Senin, 14 Mei 2012 - 10:04 WIB
BK tambang berpotensi...
BK tambang berpotensi percepat penurunan cadangan energi
A A A
Sindonews.com - Pemerintah diberitakan juga akan memberlakukan kebijakan pengenaan bea keluar (pajak ekspor) terhadap batu bara, setelah pengenaan bea keluar sebesar 20 persen bagi 14 komoditas tambang.

Bea keluar ini dikenakan dengan tujuan (1) untuk menjamin terpenuhinya kebutuhan dalam negeri; (2) melindungi kelestarian sumber daya alam; (3) mengantisipasi kenaikan harga yang cukup drastis dari komoditas ekspor di pasaran internasional; dan (4) untuk menjaga stabilitas harga komoditas di dalam negeri.

Saya berpendapat, penerapan kebijakan bea keluar batu bara memang perlu diambil untuk memberikan manfaat finansial yang lebih besar kepada negara. Ini mengingat, faktanya penerimaan sektor batu bara masih kalah dibandingkan dengan penerimaan dari minyak dan gas bumi (migas).

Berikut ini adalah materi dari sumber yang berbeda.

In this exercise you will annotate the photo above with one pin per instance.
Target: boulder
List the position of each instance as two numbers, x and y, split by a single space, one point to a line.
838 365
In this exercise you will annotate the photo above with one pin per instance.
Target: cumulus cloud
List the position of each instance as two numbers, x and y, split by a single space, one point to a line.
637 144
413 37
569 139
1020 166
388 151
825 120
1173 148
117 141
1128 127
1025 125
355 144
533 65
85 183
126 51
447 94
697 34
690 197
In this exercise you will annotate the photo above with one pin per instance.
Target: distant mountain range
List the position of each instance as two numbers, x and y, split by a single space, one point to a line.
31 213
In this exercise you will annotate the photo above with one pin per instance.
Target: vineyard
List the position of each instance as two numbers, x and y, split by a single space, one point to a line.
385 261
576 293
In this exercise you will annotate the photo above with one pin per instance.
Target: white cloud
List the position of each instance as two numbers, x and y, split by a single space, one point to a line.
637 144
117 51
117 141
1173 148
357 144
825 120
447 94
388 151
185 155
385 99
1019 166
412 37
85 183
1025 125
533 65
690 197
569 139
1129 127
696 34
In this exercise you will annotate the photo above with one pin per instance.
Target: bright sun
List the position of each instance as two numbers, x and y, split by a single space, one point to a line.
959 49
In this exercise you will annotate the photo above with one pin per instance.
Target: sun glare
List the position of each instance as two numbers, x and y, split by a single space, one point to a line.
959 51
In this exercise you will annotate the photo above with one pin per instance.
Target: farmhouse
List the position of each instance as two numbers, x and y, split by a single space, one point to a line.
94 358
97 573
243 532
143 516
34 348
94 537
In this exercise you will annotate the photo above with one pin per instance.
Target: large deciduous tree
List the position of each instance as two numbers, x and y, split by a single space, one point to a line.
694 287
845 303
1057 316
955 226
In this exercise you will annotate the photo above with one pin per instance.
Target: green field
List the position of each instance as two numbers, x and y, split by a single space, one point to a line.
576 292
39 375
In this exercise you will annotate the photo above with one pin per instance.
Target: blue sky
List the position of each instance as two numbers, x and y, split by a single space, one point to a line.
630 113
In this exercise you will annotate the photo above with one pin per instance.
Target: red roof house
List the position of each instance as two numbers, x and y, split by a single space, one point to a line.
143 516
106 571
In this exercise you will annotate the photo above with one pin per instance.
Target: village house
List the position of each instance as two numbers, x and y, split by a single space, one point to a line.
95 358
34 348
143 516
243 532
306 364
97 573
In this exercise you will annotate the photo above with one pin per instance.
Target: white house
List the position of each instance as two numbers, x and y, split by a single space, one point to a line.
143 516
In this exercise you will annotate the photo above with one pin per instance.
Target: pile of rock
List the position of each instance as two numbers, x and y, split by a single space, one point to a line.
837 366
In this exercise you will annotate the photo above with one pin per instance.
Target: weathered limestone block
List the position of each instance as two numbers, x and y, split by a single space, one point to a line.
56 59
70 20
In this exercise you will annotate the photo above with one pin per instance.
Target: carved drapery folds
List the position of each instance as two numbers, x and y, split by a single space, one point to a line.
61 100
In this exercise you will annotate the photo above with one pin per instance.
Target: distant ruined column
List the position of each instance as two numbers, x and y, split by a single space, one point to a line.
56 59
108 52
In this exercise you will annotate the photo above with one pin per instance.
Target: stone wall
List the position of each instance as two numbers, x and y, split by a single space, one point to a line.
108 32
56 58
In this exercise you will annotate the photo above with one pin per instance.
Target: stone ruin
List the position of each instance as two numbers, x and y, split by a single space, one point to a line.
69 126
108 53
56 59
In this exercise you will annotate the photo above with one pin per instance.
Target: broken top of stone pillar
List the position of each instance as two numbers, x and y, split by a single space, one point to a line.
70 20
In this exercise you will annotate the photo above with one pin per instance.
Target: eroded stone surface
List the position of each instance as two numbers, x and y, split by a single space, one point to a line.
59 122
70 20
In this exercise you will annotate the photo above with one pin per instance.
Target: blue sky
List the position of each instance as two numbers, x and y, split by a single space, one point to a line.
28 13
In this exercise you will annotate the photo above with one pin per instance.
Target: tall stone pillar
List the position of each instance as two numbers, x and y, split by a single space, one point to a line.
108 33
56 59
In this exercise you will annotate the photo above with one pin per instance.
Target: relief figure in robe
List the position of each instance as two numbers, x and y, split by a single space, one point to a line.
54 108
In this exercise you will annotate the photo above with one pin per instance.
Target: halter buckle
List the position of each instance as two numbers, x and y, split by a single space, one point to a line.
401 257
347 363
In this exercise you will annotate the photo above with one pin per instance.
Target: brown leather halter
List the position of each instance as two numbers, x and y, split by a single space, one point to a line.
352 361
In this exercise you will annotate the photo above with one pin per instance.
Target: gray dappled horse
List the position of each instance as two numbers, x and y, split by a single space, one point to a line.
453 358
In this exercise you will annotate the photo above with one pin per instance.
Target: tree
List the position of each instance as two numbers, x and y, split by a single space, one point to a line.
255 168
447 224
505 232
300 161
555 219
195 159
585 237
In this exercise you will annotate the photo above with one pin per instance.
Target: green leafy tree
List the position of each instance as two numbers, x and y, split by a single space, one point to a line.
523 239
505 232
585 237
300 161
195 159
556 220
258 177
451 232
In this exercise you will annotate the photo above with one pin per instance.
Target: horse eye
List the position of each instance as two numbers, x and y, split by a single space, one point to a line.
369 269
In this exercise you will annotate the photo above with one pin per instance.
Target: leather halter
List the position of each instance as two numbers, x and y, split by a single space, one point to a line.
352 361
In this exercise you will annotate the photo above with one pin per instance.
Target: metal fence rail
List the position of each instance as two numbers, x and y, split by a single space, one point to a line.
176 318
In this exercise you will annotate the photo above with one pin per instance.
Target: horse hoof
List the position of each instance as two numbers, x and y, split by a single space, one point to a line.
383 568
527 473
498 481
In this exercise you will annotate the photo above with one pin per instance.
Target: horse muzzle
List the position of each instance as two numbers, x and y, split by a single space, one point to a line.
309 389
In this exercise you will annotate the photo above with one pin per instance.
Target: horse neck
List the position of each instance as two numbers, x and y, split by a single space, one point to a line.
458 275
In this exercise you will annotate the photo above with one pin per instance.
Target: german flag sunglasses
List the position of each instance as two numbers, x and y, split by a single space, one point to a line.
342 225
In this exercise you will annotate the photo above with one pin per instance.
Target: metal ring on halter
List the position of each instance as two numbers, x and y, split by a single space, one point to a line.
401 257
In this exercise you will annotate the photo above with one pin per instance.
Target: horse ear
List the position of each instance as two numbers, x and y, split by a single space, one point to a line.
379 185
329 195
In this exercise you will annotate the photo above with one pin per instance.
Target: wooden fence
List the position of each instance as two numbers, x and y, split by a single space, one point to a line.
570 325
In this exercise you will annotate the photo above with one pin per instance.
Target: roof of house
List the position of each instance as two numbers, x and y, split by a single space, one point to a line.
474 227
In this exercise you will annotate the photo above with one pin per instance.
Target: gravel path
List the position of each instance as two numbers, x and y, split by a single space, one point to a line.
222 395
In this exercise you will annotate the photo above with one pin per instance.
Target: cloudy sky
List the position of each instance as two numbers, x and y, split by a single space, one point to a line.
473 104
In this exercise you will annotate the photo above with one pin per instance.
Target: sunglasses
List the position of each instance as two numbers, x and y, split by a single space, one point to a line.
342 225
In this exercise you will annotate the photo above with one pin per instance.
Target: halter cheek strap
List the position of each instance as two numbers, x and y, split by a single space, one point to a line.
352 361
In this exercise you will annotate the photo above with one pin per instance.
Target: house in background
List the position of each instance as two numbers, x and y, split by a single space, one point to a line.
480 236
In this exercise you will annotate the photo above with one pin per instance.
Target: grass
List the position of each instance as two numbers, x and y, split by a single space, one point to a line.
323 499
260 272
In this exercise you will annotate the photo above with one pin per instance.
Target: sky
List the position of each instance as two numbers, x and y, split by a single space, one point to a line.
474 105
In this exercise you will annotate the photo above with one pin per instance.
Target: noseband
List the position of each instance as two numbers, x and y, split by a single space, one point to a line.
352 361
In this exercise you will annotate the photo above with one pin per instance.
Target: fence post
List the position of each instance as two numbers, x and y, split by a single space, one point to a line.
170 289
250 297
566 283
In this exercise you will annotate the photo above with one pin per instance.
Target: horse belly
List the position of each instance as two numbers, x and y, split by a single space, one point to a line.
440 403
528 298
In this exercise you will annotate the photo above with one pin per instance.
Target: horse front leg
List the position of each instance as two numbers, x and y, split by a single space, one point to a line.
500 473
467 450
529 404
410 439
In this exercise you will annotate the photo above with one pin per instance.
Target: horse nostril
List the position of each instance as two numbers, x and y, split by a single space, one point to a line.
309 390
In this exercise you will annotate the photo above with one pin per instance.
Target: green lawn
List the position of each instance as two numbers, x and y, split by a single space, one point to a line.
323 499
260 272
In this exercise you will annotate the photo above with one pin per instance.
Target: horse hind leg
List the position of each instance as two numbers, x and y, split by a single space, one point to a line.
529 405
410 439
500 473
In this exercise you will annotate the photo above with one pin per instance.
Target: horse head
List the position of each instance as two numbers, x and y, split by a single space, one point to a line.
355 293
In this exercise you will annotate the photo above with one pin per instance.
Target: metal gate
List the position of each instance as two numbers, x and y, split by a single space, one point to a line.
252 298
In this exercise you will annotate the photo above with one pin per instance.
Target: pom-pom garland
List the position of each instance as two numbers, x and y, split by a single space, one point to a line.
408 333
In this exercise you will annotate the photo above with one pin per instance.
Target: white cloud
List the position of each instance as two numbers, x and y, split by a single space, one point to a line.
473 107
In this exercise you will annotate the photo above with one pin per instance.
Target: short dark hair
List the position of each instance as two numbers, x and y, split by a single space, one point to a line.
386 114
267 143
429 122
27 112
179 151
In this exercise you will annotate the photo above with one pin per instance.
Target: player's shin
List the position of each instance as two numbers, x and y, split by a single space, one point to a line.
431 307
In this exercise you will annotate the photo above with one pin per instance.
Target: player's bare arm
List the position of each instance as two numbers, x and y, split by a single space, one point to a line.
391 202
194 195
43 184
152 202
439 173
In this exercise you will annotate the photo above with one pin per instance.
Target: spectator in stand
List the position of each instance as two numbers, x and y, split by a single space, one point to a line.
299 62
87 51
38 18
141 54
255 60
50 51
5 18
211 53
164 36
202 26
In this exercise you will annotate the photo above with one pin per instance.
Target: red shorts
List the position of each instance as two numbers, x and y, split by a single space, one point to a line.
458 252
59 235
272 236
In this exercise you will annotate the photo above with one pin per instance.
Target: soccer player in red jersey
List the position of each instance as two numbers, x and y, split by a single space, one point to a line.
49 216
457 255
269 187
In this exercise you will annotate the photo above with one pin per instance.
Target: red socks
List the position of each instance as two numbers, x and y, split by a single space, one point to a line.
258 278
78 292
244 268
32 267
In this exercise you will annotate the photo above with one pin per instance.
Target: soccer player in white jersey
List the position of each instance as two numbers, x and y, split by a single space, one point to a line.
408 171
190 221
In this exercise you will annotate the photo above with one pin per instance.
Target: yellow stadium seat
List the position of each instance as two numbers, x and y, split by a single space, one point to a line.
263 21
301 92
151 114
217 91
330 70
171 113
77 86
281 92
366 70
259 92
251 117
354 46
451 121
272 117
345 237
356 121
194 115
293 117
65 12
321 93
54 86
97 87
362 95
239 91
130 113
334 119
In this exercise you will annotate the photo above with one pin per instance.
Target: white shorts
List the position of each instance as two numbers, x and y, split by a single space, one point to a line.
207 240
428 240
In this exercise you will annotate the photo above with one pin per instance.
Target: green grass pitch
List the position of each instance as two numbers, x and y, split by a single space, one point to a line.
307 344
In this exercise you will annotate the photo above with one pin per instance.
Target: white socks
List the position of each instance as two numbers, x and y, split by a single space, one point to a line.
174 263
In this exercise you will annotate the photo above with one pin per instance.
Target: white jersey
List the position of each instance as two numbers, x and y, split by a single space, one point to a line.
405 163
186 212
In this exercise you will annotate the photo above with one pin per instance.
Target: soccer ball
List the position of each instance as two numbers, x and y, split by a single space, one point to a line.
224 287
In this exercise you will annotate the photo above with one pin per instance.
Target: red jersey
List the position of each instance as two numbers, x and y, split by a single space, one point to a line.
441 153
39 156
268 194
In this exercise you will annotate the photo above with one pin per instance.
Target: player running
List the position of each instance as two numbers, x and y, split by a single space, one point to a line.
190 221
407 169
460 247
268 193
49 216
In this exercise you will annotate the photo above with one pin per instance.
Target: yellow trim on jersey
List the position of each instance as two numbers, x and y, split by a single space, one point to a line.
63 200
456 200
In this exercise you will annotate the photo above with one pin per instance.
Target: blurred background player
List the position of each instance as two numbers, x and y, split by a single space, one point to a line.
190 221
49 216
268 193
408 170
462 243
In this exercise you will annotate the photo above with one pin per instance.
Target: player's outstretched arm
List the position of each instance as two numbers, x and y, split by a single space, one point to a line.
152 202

Di sisi lain, proses produksi batu bara jauh lebih mudah dan lebih murah dibandingkan dengan migas, termasuk juga memberikan dampak lingkungan yang lebih besar. Jadi, wajar bila negara sebagai pemilik sumber daya alam memungut penerimaan batu bara secara lebih besar.

Namun demikian, dari sisi kebijakan energi, kebijakan pengenaan bea keluar batu bara ini sebetulnya masih belum cukup. Bahkan, pengenaan bea keluar justru berpotensi mempercepat proses penurunan cadangan energi (batu bara), bila tidak ada kebijakan antisipasinya. Bagaimana penjelasannya?

Dalam rangka menjaga ketahanan energi, pemerintah telah memiliki roadmapkebijakan energi yang cukup komprehensif. Melalui Perpres No 5/2006, pemerintah memiliki target bauran energi (energy mix) yang cukup baik, di mana pada tahun 2025, porsi konsumsi energi yang berasal dari minyak bumi akan ditekan menjadi 20 persen, dari posisi pada tahun 2006 sebesar 52 persen.

Seiring dengan berkurangnya porsi minyak, peran sumber-sumber energi lainnya menjadi semakin meningkat. Batu bara, misalnya, diarahkan akan mengambil peran sekitar 33 persen pada 2025, dari posisi pada tahun 2006 sekitar 15 persen. Peran gas bumi juga akan sedikit meningkat, dari sekitar 29 persen (2006) menjadi 30 persen (2025).

Di sisi lain, pada tahun 2025 ditargetkan penggunaan energi terbarukan juga akan semakin meningkat. Sayangnya, implementasi kebijakan energi kita tampaknya masih jauh dari roadmap tersebut. Dari perkembangan yang ada, kami belum melihat ada kebijakan yang mendasar untuk mendukung capaian target energy mix policy tersebut. Saat ini, ditengarai produksi gas kita telah memasuki masa mature-nya dan menurun lebih cepat dari yang diperkirakan.

Sayangnya, lebih dari 50 persen produksi gas kita dipergunakan untuk memenuhi komitmen ekspor jangka panjang. Di sisi lain, kebutuhan gas alam dalam negeri justru semakin meningkat. Indonesia juga merupakan salah satu produsen batu bara terbesar di dunia. Kita memiliki cadangan batu bara sekitar 28 miliar ton.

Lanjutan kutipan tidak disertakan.